MarkBcc168 wrote: Very enjoyable problem! no Let $P(a,b,c)$ denote the assertion. $\textbf{Claim: }$ $f^{a^2-a}(a^2)=a$ $\emph{Proof: }$ $P(a,a,a)$ and $P(a^3,a^3,a^3)$ give $f^{a^3-a}(a^3)=a$ and $f^{a^9-a^3}(a^9)=a^3,$ so $$f^{a^9-a}(a^9)=f^{a^3-a}(f^{a^9-a^3}(a^9))=f^{a^3-a}(a^3)=a.$$Then, $P(a,a,a^7)$ yields $$2f^{a^9-a}(a^9)+f^{a^9-a}(a^9)=2a+a^7\implies f^{a^9-a^7}(a^9)=a^7$$Similarly, we can show that $f^{a^9-a^5}(a^9)=a^5,$ so from $P(a^2,a^2,a^5),$ we have $$2f^{a^9-a^2}(a^9)+f^{a^9-a^5}(a^9)=2a^2+a^5\implies f^{a^9-a^2}(a^9)=a^2$$$$\implies f^{a^2-a}(a^2)=f^{a^9-a}(a^9)=a,$$as desired. $\blacksquare$ Note that $$f^{b^{2}c^{2}-b}(b^{2}c^{2})=f^{bc-b}(f^{b^{2}c^{2}-bc}(b^{2}c^{2}))=f^{bc-b}(bc),$$and similarly, $f^{b^{2}c^{2}-c}=f^{bc-c}(bc).$ Now, $P(bc,b,c)$ implies that $$f^{bc-b}(bc)+f^{bc-c}(bc)=b+c.\hspace{25pt}(1)$$Plugging in $(a,bc)$ and comparing with $P(a,b,c),$ we find that $$f^{abc-bc}(abc)-bc=(f^{abc-b}(b)-b)+(f^{abc-c}(c)-c)\hspace{25pt}(2).$$Let $d\ge 2$ be a positive integer, and define a function $g$ by $$g(x)=f^{d^{m}(d+1)^{n}-x}(d^{m}(d+1)^{n})-x,$$where $m,n> d+1$ are coprime. By (1), we have $$g(d^m)+g((d+1)^n)=0.$$Moreover, by (2), we know $g(x)+g(y)=g(xy)$ for all $x,y,$ so $$mg(d)+ng(d+1)=0.$$Hence, $m\mid g(d+1).$ But $g(d+1)<d+1,$ so we must have $g(d+1)=0.$ We can similarly show that $g(d)=0,$ so $f(d+1)=d.$ This yields the solution $f(n)=n-1$ for $n>2$ and $f(n)$ is any positive integer for $n=1,2,$ which can be easily checked to work.

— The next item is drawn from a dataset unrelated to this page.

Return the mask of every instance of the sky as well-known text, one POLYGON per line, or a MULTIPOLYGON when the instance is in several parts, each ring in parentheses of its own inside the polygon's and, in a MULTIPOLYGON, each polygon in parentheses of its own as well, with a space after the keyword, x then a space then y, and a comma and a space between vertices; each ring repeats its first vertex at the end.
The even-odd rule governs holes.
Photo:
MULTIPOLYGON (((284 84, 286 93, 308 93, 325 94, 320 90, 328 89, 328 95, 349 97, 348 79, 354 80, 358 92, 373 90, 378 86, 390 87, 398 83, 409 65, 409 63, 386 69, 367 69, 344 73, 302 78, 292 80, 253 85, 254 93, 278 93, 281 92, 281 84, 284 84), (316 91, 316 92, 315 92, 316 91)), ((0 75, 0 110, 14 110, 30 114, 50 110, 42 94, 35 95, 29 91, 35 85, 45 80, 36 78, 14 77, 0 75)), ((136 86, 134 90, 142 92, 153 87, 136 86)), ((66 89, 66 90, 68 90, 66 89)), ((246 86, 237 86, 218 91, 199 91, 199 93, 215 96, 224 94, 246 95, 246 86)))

We will show that the only solution is $f(x)=x-1$ for all $x>2$ with $f(1)$ and $f(2)$ some constant. Denote the assertion by $P(a,b,c).$ Claim: $f^{x^2-x}(x^2)=x.$ Proof. $P(x,x,x)$ gives $f^{x^3-x}(x^3)=x.$ Thus $f^{x^9-x^3}(x^9)=x^3.$ So $f^{x^9-x}(x^9)=x.$ We have $f^{x^9-x^4}(x^9)=x^4$ from $P(x^4,x^4,x).$ So $f^{x^4-x}(x^4)=x.$ Note that $f^{x^4-x^2}(x^4)=x^2$ from $P(x^2,x,x).$ Now just compare. $\blacksquare$ Comparing $P(abc,ab,c)$ with $P(a,b,c)$ we get $f^{abc-ab}(abc)-abc=f^{abc-a} (abc)-a+ f^{abc-b}(abc)-b.$ Pick large primes $p,q.$ Fixing $a,b$ and setting $abc=(a^pb^q)^2=x^2$ in the relation gives $0=f^{x^2-x}(x)-x=p(f^{x^2-a}(x^2)-a+q(f^{x^2-b}(x^2)-b).$ Since $p\mid f^{x^2-b}(x^2)-b$ we must have $f^{x^2-a}(x^2)=a.$ Setting $a=b+1$ we get our solutions.